- Born: May 10, 1888 Berlin, Germany
- Died: September 6, 1968 (aged 80) Munich, Germany
- Occupation: Gastroenterologist
- Known for: Gastroscopy
- Notable work: Lehrbuch und Atlas der Gastroskopie
- Spouses: Gabriele Winkler; Marie Aumüller Koch;

= Rudolf Schindler (medical doctor) =

Rudolf Schindler (1888–1968) was a German physician, who practiced medicine as a gastroenterologist. He is regarded widely as the "father of gastroscopy."

He was born in Berlin. During the First World War he described numerous diseases involving the human digestive system. He wrote the illustrated textbook, Lehrbuch und Atlas der Gastroskopie (Textbook and Atlas of Gastroscopy).

Between 1928 and 1932 Schindler worked with the Berlin-based instrument-maker and technician, Georg Wolf, on the development of the first semi-flexible gastroscope, which allowed a greater range for examination, facilitating diagnosis and some treatments without abdominal surgery.

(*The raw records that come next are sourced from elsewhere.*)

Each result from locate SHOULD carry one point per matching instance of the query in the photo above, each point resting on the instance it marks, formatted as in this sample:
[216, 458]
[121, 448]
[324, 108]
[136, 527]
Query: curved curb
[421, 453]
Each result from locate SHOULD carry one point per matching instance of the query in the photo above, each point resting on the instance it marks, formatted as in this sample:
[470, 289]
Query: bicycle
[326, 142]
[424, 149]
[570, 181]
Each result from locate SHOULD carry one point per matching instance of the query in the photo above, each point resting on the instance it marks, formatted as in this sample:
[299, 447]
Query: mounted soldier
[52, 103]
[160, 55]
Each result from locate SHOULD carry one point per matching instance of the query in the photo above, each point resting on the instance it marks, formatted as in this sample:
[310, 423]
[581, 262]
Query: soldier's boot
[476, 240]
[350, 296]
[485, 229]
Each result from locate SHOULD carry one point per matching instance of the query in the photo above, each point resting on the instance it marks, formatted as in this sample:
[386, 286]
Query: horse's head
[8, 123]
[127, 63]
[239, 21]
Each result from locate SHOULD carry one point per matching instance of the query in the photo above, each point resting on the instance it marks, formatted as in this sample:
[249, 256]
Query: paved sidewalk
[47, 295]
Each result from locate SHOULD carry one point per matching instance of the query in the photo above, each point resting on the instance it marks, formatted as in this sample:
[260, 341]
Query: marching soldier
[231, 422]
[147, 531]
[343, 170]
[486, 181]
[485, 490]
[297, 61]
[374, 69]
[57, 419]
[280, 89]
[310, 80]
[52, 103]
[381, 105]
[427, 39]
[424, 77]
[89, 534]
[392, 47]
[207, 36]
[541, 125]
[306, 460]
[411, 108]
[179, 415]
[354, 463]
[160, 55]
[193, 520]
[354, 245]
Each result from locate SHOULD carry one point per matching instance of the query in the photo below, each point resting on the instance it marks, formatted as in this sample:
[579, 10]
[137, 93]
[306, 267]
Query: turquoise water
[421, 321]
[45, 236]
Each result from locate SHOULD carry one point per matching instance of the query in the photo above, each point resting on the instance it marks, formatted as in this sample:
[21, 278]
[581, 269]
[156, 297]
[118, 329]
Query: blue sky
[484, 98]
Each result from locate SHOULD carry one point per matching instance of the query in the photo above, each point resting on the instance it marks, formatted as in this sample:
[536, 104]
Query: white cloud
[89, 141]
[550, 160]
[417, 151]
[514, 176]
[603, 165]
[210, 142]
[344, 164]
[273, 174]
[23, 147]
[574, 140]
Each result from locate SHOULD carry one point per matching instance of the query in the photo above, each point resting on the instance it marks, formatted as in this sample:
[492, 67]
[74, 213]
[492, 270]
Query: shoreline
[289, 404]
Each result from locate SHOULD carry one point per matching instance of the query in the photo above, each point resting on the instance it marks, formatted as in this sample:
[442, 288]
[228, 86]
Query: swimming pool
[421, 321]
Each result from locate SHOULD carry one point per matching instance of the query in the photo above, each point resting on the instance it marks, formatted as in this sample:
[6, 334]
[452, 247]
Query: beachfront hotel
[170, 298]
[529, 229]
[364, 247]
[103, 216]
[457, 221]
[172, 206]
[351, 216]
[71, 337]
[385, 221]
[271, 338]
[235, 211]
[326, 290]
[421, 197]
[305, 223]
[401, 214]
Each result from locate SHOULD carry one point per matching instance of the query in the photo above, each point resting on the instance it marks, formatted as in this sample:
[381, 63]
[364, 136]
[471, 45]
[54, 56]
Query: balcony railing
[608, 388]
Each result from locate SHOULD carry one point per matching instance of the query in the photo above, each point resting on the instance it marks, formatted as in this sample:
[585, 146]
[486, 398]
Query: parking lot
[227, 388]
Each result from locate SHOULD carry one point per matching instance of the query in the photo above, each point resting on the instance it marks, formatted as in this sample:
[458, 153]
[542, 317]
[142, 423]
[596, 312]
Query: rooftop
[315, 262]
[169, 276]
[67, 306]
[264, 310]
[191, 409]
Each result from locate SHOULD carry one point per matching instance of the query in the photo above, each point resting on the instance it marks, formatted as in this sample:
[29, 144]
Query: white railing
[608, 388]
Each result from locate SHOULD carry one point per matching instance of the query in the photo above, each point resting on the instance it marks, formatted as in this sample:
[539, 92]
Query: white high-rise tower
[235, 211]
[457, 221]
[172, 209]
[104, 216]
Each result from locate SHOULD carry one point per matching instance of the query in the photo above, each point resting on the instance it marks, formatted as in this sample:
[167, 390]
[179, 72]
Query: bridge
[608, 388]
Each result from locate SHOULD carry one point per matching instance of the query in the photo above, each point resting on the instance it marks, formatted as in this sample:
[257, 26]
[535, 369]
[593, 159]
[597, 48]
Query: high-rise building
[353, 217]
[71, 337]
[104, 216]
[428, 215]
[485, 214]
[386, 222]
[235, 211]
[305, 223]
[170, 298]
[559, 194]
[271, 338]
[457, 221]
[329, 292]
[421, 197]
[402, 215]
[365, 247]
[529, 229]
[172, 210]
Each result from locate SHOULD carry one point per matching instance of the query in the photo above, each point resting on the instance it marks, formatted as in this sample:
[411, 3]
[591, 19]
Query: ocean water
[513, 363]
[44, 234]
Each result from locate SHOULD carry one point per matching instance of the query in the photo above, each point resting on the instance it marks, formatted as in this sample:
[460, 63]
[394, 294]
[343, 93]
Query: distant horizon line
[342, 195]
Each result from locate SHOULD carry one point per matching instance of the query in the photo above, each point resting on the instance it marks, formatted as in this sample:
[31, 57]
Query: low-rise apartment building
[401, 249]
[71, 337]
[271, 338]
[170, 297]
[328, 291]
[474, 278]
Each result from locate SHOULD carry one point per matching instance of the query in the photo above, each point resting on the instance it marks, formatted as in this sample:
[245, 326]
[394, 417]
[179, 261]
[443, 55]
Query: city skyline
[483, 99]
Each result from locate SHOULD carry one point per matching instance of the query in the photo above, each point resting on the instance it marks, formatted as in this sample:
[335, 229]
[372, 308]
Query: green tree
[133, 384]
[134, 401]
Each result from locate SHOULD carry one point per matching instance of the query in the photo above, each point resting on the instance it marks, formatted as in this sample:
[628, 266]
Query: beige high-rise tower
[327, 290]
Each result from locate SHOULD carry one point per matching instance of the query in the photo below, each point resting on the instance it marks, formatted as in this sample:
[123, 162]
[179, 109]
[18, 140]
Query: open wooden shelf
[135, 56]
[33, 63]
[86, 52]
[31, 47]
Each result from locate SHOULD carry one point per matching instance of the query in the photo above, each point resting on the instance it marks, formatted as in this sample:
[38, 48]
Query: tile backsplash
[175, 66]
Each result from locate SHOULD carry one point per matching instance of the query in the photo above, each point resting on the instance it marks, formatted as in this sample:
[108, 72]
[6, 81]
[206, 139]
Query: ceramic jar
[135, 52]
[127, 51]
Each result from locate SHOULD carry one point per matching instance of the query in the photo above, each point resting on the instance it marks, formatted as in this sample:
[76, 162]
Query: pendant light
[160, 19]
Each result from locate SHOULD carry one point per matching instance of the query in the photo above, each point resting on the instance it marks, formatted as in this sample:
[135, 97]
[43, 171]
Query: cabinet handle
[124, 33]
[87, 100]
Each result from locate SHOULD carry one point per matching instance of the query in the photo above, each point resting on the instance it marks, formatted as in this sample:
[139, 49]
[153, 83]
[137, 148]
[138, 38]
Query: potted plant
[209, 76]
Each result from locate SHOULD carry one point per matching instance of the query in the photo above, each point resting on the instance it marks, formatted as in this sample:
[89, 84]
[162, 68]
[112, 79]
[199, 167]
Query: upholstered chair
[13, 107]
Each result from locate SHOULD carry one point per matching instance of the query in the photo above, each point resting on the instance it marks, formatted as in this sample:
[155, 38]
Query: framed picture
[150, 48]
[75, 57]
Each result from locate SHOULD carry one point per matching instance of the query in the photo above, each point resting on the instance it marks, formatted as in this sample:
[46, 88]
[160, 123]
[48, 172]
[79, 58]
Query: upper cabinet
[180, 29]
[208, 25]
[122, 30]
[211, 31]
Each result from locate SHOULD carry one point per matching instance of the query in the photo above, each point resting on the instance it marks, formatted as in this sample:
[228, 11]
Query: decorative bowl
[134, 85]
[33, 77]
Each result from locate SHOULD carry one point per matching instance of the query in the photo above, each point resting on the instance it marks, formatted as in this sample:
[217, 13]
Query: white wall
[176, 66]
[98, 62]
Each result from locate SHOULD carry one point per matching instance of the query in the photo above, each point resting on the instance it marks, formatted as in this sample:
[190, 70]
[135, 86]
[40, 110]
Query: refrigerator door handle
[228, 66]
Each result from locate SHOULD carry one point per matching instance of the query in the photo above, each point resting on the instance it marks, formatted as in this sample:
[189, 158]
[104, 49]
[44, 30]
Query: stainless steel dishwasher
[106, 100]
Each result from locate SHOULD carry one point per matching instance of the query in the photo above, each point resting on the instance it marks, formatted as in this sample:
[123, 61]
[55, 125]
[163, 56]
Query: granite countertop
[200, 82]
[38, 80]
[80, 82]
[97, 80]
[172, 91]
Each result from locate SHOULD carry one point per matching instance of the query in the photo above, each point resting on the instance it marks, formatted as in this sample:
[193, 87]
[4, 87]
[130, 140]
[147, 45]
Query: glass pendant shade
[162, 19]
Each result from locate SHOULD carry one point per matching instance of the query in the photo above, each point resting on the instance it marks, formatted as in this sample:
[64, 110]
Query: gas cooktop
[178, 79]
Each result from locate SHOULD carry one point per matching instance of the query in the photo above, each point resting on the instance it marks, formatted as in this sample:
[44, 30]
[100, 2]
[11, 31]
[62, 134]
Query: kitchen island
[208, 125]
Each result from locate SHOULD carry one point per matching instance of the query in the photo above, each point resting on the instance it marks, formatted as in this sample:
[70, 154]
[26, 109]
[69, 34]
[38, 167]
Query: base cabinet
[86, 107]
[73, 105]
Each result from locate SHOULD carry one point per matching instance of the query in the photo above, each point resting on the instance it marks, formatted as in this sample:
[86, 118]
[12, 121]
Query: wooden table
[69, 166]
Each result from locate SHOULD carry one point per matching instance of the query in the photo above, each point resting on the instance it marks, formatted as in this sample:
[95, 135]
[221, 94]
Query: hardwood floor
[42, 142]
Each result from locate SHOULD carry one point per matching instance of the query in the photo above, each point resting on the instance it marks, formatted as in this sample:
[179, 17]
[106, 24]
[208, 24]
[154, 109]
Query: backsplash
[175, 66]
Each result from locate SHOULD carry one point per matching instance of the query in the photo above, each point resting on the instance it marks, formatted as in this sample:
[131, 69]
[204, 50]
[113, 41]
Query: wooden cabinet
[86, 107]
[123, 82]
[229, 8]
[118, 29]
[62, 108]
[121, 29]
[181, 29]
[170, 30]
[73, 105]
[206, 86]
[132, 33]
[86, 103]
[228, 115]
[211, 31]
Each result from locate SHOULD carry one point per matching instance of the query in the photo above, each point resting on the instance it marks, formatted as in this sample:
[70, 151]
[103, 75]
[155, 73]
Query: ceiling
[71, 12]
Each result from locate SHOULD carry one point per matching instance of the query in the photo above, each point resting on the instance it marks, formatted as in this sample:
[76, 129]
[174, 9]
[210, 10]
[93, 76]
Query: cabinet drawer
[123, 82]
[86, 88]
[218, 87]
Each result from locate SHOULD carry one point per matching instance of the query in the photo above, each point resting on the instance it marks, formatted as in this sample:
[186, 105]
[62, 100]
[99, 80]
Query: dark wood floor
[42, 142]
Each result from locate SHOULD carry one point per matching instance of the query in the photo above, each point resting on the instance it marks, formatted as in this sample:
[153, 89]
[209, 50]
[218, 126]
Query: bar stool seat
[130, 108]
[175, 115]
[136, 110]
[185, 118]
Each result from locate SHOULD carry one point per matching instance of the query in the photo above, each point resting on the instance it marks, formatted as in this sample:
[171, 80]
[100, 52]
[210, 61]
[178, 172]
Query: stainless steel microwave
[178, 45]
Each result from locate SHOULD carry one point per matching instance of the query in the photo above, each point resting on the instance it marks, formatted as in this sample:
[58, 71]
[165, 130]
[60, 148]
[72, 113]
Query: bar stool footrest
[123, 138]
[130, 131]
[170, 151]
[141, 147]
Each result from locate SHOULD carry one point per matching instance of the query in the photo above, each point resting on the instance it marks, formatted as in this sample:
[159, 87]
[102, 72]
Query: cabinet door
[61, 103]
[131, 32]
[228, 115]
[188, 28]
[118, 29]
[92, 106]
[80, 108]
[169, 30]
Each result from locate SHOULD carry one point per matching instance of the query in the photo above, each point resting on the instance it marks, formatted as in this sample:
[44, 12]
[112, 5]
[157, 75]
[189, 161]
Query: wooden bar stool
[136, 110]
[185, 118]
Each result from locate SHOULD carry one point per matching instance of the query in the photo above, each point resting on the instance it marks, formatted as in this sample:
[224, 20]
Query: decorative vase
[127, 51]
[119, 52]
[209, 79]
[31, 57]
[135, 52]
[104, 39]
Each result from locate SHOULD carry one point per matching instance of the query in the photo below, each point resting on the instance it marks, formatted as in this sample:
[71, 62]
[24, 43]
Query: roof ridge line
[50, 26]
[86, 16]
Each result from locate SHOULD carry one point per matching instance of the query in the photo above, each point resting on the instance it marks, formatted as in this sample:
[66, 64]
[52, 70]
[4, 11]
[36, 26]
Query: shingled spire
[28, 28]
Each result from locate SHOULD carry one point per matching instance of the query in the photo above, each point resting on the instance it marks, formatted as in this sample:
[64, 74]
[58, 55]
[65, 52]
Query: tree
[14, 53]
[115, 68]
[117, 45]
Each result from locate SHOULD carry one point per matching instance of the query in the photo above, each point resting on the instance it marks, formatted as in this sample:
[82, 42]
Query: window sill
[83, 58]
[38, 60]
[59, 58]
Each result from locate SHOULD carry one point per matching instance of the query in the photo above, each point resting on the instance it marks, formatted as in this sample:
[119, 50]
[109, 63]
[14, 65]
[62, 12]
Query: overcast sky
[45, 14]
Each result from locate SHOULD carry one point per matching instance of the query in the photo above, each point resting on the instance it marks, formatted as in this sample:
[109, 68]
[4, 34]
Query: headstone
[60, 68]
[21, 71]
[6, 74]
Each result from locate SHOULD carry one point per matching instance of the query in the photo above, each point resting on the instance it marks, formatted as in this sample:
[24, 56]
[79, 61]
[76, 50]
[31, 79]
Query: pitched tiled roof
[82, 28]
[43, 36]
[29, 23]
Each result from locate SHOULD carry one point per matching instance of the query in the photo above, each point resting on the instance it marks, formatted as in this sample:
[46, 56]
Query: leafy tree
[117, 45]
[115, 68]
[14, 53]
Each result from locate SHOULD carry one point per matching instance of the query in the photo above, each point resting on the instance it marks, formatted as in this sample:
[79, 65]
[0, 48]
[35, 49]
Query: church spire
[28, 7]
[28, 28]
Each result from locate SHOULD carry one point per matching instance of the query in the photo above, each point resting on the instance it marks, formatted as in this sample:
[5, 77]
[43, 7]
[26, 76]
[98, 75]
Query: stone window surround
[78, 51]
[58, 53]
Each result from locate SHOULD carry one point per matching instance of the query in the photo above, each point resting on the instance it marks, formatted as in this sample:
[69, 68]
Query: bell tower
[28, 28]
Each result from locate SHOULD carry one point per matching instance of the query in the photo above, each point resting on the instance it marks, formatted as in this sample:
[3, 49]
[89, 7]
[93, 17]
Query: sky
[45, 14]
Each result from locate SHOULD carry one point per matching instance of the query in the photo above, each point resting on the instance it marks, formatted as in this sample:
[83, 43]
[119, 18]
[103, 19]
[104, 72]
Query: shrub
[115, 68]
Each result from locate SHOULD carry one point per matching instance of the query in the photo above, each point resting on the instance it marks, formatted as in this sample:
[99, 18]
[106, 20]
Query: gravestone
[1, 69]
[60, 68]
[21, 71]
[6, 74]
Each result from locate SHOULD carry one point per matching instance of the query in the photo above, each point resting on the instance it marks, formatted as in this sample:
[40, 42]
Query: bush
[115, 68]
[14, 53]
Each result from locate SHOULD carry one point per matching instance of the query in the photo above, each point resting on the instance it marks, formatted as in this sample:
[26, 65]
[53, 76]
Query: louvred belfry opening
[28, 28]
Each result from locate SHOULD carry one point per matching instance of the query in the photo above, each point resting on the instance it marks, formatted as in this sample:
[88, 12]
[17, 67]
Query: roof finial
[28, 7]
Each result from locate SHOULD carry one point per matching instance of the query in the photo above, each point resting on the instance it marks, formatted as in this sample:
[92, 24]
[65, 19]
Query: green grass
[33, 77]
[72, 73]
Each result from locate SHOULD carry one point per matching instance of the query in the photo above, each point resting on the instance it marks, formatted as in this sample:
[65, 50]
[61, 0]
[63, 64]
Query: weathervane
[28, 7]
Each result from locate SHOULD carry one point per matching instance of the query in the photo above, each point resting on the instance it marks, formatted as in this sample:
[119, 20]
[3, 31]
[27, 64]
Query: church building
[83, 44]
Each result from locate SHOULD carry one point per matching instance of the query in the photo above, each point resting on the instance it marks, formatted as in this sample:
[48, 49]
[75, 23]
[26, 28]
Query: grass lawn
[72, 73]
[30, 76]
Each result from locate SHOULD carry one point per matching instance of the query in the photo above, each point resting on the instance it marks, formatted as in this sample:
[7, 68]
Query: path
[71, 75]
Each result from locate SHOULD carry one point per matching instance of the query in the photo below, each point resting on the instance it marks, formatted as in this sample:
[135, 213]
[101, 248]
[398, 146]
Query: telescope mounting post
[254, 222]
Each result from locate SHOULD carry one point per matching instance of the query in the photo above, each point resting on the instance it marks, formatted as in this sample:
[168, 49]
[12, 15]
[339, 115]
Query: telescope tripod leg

With the rise of the Nazi party he was arrested. Upon his release in 1934, he made his way to the United States of America. He settled in Chicago, Illinois, and practiced medicine there until 1943. He then relocated to Los Angeles, California, where he continued his work in gastroenterology until his retirement. His work included writing two more books in the field of gastroenterology, teaching students, and saving lives.

Schindler was married to Gabriele Winkler, who was an important contributor to his work and they had two children. After her death in 1964, he married Marie Aumüller Koch, a pianist by whom he was the natural father of two children, including actress and later doctor Marianne Koch, before he fled Germany in 1934. They moved to Munich, Germany where he died in 1968.